What finally made it possible for David to work in therapy was that his new friend became somewhat frightened by the power of his embrace. Only then was he willing to look at his extreme fear of being alone and his reflex desire to merge with a woman. Gradually he became desensitized to being alone. He observed his feelings, kept a journal of them, and worked hard on them in therapy. He noted, for example, that Sundays were the worst time. He had an extremely demanding professional schedule and had no difficulties during the week. Sundays were times of extreme anxiety. He became aware that part of that anxiety was that he had to take care of himself on Sunday. If he wanted to do something, he himself had to schedule the activity. He could no longer rely on that being done for him by his wife. He discovered that an important function of ritual in culture and the heavy scheduling in his own life was to conceal the void, the total lack of structure beneath him.
These observations led him, in therapy, to face his need to be cared for and shielded. The fears of isolation and freedom buffeted him for several months, but gradually he learned how to be alone in the world and what it meant to be responsible for his own being. In short, he learned how to be his own mother and father—always a major therapeutic objective of psychotherapy.
SUMMARY Existential psychotherapy perceives the patient as an existing, immediate person, not as a composite of drives, archetypes, or conditioning. Instinctual drives and history are obviously present, but they come into existential therapy only as parts of the living, struggling, feeling, thinking human being in unique conflicts and with hopes, fears, and relationships. Existential therapy emphasizes that normal anxiety and guilt are present in all of life and that only the neurotic forms of these need to be changed in therapy. The person can be freed from neurotic anxiety and guilt only as he or she recognizes normal anxiety and guilt at the same time.
The original criticism of existential therapy as “too philosophical” has lessened as people recognize that all effective psychotherapy has philosophical implications.

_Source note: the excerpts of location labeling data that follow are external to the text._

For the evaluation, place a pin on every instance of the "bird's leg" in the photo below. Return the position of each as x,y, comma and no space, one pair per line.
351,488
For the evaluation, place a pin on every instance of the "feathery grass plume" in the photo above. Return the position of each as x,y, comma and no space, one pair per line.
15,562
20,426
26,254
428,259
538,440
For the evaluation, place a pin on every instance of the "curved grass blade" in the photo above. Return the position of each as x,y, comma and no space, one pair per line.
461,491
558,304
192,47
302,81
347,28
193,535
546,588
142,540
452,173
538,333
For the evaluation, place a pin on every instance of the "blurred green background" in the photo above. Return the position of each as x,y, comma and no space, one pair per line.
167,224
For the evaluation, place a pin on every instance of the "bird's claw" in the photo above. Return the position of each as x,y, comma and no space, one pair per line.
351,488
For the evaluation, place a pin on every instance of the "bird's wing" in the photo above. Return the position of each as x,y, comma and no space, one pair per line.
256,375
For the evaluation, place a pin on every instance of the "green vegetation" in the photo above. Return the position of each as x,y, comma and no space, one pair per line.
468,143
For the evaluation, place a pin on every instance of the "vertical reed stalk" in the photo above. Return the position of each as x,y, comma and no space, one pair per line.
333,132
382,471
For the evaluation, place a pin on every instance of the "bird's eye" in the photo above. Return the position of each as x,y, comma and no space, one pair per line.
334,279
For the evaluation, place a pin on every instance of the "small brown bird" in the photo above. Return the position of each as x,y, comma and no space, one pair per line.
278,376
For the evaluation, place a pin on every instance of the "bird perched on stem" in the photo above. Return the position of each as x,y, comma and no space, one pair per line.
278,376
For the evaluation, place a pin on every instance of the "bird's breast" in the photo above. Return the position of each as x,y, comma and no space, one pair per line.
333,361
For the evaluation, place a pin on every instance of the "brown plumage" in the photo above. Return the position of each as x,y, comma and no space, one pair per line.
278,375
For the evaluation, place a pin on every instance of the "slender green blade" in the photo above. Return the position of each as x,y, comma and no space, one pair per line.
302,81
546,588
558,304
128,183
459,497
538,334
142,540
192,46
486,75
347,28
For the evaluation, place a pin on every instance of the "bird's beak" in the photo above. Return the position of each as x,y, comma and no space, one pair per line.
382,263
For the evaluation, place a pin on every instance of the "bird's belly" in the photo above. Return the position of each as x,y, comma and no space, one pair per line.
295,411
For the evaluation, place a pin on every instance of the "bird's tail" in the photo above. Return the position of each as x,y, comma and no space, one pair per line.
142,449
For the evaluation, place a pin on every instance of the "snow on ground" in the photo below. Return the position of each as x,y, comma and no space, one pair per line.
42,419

Existential therapy is concerned with the “I-Am” (being) experience, the culture (world) in which a patient lives, the significance of time, and the aspect of consciousness called transcendence.
Karl Jaspers put his finger on the harmfulness of a therapist’s lack of presence and of its importance: “What we are missing! What opportunities of understanding we let pass by because at a single, decisive moment we were, with all our knowledge, lacking in the simple virtue of a full human presence!” It is this presence that existential therapy seeks to cultivate.

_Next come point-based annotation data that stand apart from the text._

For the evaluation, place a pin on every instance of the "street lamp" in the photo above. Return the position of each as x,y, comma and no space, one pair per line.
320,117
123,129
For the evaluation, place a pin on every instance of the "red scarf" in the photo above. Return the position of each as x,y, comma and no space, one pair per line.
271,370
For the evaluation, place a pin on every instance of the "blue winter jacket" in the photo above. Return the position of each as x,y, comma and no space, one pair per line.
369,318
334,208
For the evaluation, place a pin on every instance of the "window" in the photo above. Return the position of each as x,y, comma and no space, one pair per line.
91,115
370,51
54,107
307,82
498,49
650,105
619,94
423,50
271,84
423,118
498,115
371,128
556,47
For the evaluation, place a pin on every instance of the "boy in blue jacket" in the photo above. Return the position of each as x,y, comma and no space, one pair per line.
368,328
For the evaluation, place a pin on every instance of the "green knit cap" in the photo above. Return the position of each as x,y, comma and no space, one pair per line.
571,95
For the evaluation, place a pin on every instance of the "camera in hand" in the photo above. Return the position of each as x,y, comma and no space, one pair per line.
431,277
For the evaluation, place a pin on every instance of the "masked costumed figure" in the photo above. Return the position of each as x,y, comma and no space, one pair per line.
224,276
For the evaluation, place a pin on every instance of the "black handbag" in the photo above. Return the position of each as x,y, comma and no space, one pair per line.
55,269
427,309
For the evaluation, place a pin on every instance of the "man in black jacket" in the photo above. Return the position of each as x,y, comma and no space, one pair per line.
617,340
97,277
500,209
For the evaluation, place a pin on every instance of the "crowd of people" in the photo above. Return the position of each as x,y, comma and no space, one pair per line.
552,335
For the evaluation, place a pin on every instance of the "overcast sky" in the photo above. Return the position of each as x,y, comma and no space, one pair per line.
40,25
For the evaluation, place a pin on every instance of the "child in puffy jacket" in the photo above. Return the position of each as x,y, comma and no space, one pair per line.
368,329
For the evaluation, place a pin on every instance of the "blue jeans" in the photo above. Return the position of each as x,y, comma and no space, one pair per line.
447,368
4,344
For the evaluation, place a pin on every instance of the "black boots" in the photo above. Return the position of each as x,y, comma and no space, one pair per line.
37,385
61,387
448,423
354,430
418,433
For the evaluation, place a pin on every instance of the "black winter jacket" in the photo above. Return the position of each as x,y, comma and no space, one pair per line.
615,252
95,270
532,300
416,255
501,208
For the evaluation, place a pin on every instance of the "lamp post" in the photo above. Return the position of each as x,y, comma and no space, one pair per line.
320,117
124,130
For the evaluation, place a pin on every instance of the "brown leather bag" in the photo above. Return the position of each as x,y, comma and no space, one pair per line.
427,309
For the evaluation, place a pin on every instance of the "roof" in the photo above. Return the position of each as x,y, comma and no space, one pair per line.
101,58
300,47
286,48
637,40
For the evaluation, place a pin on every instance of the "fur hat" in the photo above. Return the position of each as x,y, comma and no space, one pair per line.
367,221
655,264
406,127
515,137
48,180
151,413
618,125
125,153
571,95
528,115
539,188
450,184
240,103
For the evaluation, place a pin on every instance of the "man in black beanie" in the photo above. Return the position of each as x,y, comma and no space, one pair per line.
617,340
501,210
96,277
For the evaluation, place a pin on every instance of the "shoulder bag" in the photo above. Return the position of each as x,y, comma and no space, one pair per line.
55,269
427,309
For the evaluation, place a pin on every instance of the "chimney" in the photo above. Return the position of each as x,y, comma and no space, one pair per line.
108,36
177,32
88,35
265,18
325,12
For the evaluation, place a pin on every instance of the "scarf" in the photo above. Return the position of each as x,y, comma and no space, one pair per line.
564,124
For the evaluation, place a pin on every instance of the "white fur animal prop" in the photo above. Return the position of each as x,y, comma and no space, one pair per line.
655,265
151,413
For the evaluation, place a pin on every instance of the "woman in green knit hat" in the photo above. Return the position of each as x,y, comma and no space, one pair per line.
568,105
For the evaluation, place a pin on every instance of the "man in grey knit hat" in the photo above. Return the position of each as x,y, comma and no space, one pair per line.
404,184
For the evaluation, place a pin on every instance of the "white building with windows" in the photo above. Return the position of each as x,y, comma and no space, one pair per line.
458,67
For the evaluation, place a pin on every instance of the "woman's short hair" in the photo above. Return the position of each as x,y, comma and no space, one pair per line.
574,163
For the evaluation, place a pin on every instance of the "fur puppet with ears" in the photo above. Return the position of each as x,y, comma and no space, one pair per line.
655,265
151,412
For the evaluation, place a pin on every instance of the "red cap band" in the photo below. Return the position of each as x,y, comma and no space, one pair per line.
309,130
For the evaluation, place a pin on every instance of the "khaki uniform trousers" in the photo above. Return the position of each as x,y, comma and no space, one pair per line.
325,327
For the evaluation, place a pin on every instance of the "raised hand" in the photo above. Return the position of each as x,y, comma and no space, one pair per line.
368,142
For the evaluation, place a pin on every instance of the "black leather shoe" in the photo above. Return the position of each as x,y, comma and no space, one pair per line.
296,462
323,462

The central aim of the founders of existential psychotherapy was that its emphases would influence therapy of all schools. That this has been occurring is quite clear.

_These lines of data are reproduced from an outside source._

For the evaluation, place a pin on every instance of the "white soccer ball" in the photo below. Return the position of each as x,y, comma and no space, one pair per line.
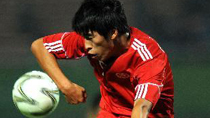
35,94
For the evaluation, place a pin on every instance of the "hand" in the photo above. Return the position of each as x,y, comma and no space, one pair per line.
74,93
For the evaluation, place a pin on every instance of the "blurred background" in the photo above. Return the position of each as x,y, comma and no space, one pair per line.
182,28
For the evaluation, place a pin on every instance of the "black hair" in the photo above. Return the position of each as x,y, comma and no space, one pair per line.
102,16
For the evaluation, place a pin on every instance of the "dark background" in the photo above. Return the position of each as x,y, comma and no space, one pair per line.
181,27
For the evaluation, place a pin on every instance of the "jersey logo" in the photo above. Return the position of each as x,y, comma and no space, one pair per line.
142,50
122,75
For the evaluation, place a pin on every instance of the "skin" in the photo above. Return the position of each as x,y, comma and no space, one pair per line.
99,48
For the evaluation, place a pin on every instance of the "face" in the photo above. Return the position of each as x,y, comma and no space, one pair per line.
98,47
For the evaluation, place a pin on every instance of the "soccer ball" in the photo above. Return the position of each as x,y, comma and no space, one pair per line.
35,94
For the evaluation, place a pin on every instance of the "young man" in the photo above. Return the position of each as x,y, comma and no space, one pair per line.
133,71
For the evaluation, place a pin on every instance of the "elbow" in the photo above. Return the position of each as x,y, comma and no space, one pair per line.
36,45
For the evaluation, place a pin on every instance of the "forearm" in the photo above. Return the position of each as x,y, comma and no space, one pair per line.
141,109
48,63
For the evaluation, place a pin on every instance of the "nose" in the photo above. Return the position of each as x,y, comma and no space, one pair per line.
88,46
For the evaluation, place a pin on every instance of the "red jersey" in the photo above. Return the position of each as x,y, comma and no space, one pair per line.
141,72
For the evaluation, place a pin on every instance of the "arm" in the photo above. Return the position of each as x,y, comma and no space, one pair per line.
141,108
74,93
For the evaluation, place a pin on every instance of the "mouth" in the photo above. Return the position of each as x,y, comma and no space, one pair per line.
93,56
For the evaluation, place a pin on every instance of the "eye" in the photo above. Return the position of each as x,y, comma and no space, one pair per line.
88,37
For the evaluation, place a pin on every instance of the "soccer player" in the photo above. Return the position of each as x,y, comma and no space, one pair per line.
133,71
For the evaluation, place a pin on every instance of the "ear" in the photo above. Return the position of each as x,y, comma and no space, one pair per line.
114,34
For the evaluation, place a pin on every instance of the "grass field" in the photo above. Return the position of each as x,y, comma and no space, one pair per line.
191,89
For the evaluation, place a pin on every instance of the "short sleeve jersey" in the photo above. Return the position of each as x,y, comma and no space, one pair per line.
143,72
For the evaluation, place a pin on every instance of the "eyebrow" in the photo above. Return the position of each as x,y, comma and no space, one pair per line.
88,36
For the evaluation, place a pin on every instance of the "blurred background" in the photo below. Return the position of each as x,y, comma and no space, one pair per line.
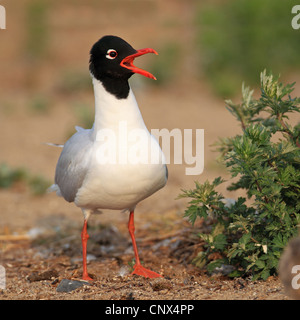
207,49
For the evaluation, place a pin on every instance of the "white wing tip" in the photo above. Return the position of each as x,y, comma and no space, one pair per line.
54,188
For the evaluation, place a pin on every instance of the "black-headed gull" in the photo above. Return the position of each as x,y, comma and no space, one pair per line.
117,163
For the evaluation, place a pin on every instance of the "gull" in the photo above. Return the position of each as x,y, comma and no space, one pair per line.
117,163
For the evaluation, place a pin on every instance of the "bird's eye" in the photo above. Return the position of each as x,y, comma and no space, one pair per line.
111,54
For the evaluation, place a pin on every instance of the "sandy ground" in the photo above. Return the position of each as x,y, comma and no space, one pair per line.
167,242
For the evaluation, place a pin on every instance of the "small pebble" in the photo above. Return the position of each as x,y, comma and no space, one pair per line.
67,285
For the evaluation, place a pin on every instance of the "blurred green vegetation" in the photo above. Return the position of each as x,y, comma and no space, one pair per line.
37,29
236,39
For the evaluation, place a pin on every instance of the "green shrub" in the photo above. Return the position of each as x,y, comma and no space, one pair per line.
239,38
265,161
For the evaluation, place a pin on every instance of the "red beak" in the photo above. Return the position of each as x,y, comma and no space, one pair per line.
127,62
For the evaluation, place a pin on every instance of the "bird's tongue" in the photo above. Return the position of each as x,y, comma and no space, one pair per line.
127,62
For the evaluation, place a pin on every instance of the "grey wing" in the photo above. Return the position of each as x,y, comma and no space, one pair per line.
73,164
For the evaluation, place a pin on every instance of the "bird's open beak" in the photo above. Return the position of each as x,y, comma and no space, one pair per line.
127,62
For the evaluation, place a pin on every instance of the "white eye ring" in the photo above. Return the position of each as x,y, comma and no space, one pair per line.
111,54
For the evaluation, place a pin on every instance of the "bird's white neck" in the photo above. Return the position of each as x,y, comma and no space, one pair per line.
109,110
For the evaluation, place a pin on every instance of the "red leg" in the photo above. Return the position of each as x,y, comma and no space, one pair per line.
84,239
138,268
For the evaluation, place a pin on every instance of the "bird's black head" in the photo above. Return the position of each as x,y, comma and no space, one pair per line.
111,62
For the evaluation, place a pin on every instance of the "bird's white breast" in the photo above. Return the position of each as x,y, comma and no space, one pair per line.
127,164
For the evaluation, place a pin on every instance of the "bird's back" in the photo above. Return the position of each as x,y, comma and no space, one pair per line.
73,164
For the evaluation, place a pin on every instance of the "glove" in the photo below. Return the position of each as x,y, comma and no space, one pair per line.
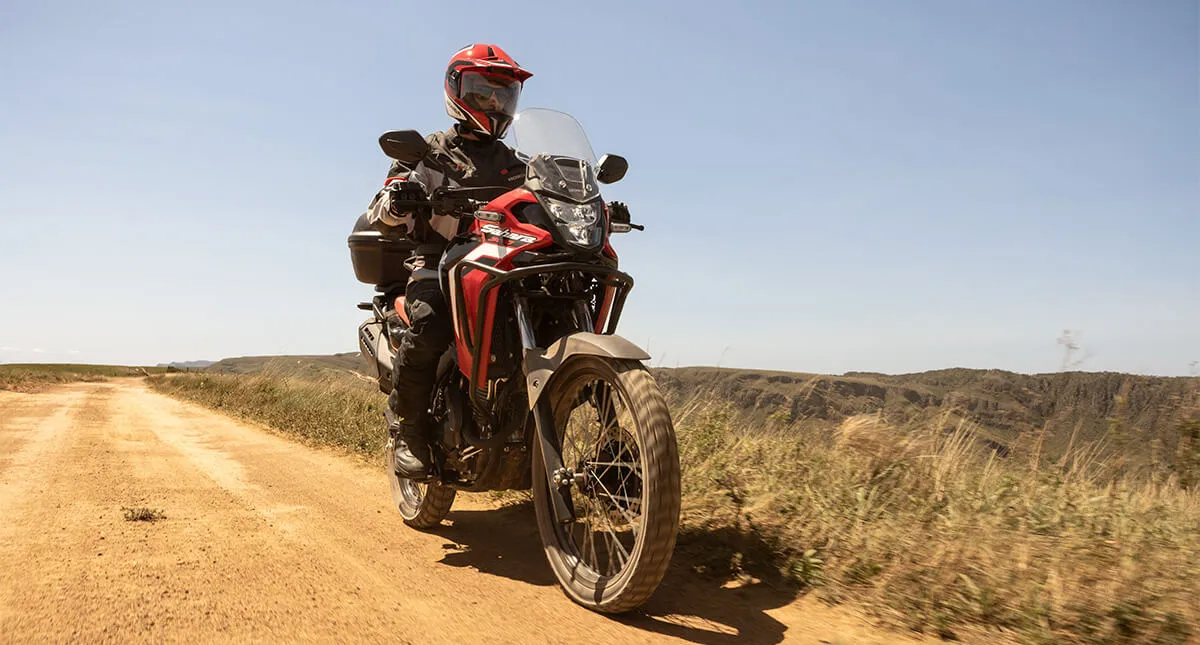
401,194
618,211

The depth of existential ideas is shown in what is called the existential neurosis. This refers to the condition of the person who feels life is meaningless.
Existential therapy always sees the patient in the center of his or her own culture. Most people’s problems are now loneliness, isolation, and alienation.
Our present age is one of disintegration of cultural and historical mores, of love and marriage, the family, the inherited religions, and so forth. This disintegration is the reason psychotherapy of all sorts has burgeoned in the twentieth century; people cried for help for their multitudinous problems. Thus, the existential emphasis on different aspects of the world (environment, social world, and subjective world) will, in all likelihood, become increasingly important. It is predicted that the existential approach in therapy will then become more widely used.